晚上十一點半睡,早上六點半起,誰能像我一樣生物鐘雷打不動得準呢?
手機里豎琴的獨奏結束,響起圓號的聲音。
“而且現在,”我視線略過墻壁的掛鐘,都六點多了,“連109個小時,6540個分鐘都沒有了。”
他不再說話了。
我挖了滿滿一勺酸奶放進嘴里。
因為是剛剛才從冰箱里拿出來的,那涼度不禁讓我打了個顫。
叮咚——
門鈴聲不適時地響起。
這個時間段,我大概能猜到是誰又是為了什么事。
我挪動到門邊,開門前我扭頭看了死神先生一眼,卡了一個室外看不見餐桌的角度把門拉開了一條縫。
開門的瞬間,歐陽晴整個人都撲到了門上,房門大敞。
“小雨!”
我虛心地朝室內看去。
那里誰都沒在。
我松了一口氣。
不管怎么說,如果被發現一位陌生男性與我共處一室,那么就算我吹得再天花亂墜,她還是會報警的。哪怕是被我母親知道了,這個結果也足夠糟糕。

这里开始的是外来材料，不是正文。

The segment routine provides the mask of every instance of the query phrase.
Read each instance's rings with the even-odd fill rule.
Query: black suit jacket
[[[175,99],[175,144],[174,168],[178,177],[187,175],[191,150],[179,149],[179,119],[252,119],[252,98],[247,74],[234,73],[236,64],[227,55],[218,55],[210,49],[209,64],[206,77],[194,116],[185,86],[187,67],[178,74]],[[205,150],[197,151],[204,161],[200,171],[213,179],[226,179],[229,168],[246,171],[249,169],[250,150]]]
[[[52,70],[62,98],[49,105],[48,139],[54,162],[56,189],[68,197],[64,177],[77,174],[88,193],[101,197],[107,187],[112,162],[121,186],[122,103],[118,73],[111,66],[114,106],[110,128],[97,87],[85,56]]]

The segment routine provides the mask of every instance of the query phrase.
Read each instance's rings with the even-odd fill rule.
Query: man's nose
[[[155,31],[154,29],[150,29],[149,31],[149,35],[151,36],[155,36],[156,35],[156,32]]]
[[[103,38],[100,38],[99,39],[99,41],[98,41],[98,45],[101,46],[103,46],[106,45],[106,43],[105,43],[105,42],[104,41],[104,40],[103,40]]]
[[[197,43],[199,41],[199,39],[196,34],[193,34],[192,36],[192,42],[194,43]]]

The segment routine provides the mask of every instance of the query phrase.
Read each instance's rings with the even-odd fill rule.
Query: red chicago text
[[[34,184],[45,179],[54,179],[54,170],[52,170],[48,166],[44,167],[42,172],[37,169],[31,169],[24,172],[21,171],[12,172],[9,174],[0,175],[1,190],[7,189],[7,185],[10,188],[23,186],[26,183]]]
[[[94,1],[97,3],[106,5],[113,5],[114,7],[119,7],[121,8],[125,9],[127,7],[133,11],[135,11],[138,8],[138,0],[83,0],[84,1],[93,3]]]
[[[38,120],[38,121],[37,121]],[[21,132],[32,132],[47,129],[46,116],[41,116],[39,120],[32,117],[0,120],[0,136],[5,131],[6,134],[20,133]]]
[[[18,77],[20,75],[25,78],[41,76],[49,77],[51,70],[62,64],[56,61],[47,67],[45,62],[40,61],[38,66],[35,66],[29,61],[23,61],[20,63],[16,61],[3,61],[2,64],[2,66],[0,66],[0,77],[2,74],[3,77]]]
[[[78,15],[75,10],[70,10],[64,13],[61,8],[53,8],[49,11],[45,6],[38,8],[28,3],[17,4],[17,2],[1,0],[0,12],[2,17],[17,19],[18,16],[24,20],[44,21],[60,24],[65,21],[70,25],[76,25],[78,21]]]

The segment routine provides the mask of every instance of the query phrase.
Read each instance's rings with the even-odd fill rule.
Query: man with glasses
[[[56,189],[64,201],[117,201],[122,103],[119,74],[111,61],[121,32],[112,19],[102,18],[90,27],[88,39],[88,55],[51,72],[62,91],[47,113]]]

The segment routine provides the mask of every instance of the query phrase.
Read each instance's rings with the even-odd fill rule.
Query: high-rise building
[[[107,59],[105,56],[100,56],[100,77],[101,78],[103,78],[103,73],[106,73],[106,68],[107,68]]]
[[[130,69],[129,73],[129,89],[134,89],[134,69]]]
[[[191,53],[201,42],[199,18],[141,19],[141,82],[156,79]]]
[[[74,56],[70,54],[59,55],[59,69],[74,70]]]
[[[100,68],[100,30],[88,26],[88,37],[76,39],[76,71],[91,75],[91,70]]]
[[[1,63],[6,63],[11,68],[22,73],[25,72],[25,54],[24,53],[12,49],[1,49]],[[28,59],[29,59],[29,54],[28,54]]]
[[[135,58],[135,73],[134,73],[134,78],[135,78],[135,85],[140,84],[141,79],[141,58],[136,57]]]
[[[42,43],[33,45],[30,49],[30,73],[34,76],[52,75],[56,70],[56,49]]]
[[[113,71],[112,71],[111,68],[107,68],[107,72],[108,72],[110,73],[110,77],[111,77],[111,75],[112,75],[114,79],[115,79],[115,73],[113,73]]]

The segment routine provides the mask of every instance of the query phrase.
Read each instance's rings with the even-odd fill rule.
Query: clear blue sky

“今天我們家燒了腌篤鮮,我媽問你要一起來吃晚飯嗎?”
歐陽一家都是歐陽晴這種熱情好客的性子,倒不如說正是因為生在這樣的家庭,歐陽晴才能被塑造得這么美好吧。
小時候,我還不能自理生活的時候,一大半時間都是在歐陽家度過的。因為我媽媽沒有時間照顧我,歐陽媽媽卻是全職主婦,所以有時間和精力,也有愛心多帶鄰居家的小孩。
但我實在是不想摻和他們一家的溫馨時間,雖然他們很會照顧我的心情。即便如此,在他們家我依舊會不由自主地感到拘束,覺得自己格格不入。唔,這絕不是我的錯覺,我確實格格不入。
于是我拒絕了她。
“不用啦,我已經煮上面了。”
這是騙人的,不過我確實燒著開水打算泡包方便面,今天不妨就嘗嘗金湯肥牛的新口味。
“欸,你動作真快!那好吧,我回去吃飯了,拜。”
她沒兩步就走進了自己家。
我也轉身,面對空蕩蕩地客廳。
本想嘖嘖感嘆下死神的神通,可又不由覺得這樣的行為太過傻氣。于是我只是拿起桌面上剛剛沒機會舔的酸奶蓋舔了一下…
就當我的舌尖還停留在酸奶蓋上沒來得及收回的時候,他再一次“顯形”了,嚇得我差點沒把整張塑料紙的酸奶蓋給吃下去。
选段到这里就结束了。